You can always solve it in X moves where X <= N. Whether you can figure out those moves is a whole other thing.


----------



## Billabob (Dec 14, 2018)

AbsoRuud said:


> You can always solve it in X moves where X <= N. Whether you can figure out those moves is a whole other thing.


Not entirely true. In QTM, a scramble with odd/even N will always take an odd/even number of moves to solve. This is because a single turn does an odd number of swaps on both corners and edges, so if the scramble has an odd permutation of corners it will always take an odd number of moves to solve. (At least I think so. Please correct me if I’m mistaken)
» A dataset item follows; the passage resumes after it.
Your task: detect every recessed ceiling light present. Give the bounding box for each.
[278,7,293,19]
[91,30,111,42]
In HTM your statement is true because you can just do U2 U' instead of U to add 1 to the move count.


----------



## AbsoRuud (Dec 14, 2018)

I am not familiar with QTM or HTM.


----------



## cuber314159 (Dec 14, 2018)

AbsoRuud said:


> I am not familiar with QTM or HTM.


QTM: quarter turn metric: any 90° turn of any face is one move
HTM: half turn metric: any turn of any face is one move


----------



## AbsoRuud (Dec 14, 2018)

I still think my statement is true. The lowest number of moves needed to solve a cube is always lower or equal to the number of moves used to scramble. Whether it needs to be a multiple of 2 less than the number of moves to scramble is another discussion altogether.


----------



## cuber314159 (Dec 14, 2018)

AbsoRuud said:


> I still think my statement is true. The lowest number of moves needed to solve a cube is always lower or equal to the number of moves used to scramble. Whether it needs to be a multiple of 2 less than the number of moves to scramble is another discussion altogether.


Well obviously as long as the same way of counting the moves is used.


----------



## SenorJuan (Dec 14, 2018)

I've tried this 'solving challenge' quite a number of times, in fact we even did it back in the 80's. I would scramble, then put the puzzle down for an hour, so I didn't have any worthwhile memory of what moves I did.
A limit of 12 turns is the best I can manage, but I'm sure more competent people could do better, especially with practice. 17 turns is a lot, though. It would also be very time-consuming.
I recall Jessica Fridrich mentions it on her website, at an early competition she attended, another competitor was solving 10-move scrambles easily.


----------



## xyzzy (Dec 14, 2018)

SenorJuan said:


> 17 turns is a lot, though. It would also be very time-consuming.


At that point, you're really doing an FMC attempt, trying to look for the optimal solution. 17 moves is enough to cover around a quarter of all possible scrambles.

(Granted, a large proportion of 17-move scramble sequences will have optimal solutions that are 15 or 16 moves long, but that still doesn't mean it's easy to find a 17-move solution.)


----------



## SenorJuan (Dec 14, 2018)

Solving success depends on the 'rules' you choose. If you choose to only make 'counting' turns, and work it out entirely in your head, it's unsurprisingly harder than allowing 'trial moves' , to see where a two or three-move sequence gets you.

Maybe it's an idea for a Forum competition. 

It's obviously best if someone else executes the scramble for you, then you're totally unaware of the scramble, and the length of it.
If you're self-scrambling, one strategy is to scramble, say, 4 cubes with different scrambles. Mix them up, put them away for a few hours. When you come to the solve attempts, you'll have no idea which is which, and hopefully gain no advantage.


----------



## Klaudiusz Szyprocinski (Jan 7, 2019)

SenorJuan said:


> A limit of 12 turns is the best I can manage, but I'm sure more competent people could do better, especially with practice.



Do you have any proof?


----------